Recommendation: Add arguments to "_join_texts" that dictate the inclusion of BOS and EOS tokens in text

wgpubs · March 11, 2019, 5:49pm

This would make the function more reusable for seq2seq tasks where I’m often seeing examples where the “source” sequence does not includes the BOS token while the “target” sequence does.

This would be a nice addition to the mark_fields argument that already exists and dictates the includes of FLD tokens. My recommendation is that the signature be:

def _join_texts(texts:Collection[str], mark_fields:bool=False, 
                include_bos:bool=True, include_eos:bool=False):

sgugger · March 11, 2019, 9:24pm

Note that we don’t have an eos tag since it’s redundant with bos. We can certainly add the bos flag, and if you want to make a PR to add this bool, it would be most welcome.

wgpubs · March 11, 2019, 10:03pm

Will do.

Regarding the EOS tag, do you think it’s redundant even in the case of seq2seq datasets for things like NMT?

sgugger · March 11, 2019, 10:07pm

Oh yes, it’s true we haven’t tackled seq2seq yet, but that will require it.

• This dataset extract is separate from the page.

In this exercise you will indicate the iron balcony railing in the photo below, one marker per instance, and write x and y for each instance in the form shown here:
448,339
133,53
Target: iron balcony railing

wgpubs · March 11, 2019, 10:09pm

Yah that is what I’m working on … I didn’t want to step on anything you all were planning/doing but if you like, I’ll submit the PR for both dictating BOS and EOS tags if that works for you all. lmk.

sgugger · March 11, 2019, 10:37pm

Don’t hesitate to submit something. I’ll build on it if I need to add other things on top of it.